Apache Iceberg: is a table format, not a storage engine. It layers a metadata structure over data files (commonly Parquet) in object storage, giving lake data warehouse-like guarantees: ACID transactions, full schema and partition evolution, hidden partitioning, and snapshot-based time travel, all usable by many engines.
2 / 5
How does Iceberg enable time travel and rollback?
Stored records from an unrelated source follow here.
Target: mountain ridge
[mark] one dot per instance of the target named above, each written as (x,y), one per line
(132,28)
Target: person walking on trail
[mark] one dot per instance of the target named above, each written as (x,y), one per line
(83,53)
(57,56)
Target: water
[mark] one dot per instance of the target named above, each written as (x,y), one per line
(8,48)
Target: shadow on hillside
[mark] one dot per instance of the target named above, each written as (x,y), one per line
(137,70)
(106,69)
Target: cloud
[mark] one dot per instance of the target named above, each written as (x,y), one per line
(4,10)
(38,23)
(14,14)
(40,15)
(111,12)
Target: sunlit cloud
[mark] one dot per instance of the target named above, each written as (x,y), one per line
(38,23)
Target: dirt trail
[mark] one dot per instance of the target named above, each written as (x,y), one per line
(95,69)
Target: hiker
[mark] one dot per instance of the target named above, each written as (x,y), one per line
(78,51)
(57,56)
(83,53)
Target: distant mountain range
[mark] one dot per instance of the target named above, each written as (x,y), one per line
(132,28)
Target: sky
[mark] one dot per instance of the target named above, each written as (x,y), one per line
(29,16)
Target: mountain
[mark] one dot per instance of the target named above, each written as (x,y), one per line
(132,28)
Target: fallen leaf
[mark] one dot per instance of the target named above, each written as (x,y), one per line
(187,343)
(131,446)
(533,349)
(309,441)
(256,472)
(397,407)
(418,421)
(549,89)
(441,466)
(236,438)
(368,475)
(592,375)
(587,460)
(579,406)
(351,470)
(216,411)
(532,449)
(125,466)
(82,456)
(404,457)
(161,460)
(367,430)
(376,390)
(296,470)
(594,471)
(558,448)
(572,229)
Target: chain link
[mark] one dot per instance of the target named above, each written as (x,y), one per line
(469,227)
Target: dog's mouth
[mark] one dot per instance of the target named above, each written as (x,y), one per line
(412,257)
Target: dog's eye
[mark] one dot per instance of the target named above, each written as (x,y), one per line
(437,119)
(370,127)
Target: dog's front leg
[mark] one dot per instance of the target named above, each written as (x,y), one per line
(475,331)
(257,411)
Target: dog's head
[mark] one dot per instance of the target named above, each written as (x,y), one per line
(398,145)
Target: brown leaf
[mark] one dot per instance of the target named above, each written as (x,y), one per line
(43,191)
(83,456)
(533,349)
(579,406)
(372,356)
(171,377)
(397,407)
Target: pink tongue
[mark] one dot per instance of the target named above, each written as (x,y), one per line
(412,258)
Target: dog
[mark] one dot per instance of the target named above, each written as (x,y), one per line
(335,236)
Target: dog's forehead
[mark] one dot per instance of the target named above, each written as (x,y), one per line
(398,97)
Snapshots: every write produces a new snapshot in the metadata tree, listing which data files constitute the table at that point. Queries can target a snapshot by id or as-of timestamp for time travel, and an operator can roll back the current pointer to a prior snapshot to undo a bad write — all without rewriting data.
3 / 5
What is hidden partitioning in Iceberg?
Hidden partitioning: rather than storing a separate partition column and requiring users to filter on it, Iceberg applies transforms like day(event_time) and records them in metadata. A query filtering on event_time automatically prunes partitions. You can also evolve partitioning later without rewriting historical data.
4 / 5
What does an Iceberg catalog provide?
Catalog: Iceberg needs a catalog to record where each table's current metadata file lives and to perform the atomic swap that makes a new snapshot the current one. Implementations include the REST catalog, AWS Glue, Hive metastore, and Nessie. The catalog is what makes concurrent commits safe and consistent.
5 / 5
Why is Iceberg considered engine-agnostic?
Engine-agnostic: because Iceberg defines an open table specification, multiple compute engines can operate on the identical underlying files and metadata concurrently. Spark might write while Trino reads and Flink streams in — all sharing one source of truth. This decoupling of storage format from compute is central to the open lakehouse approach.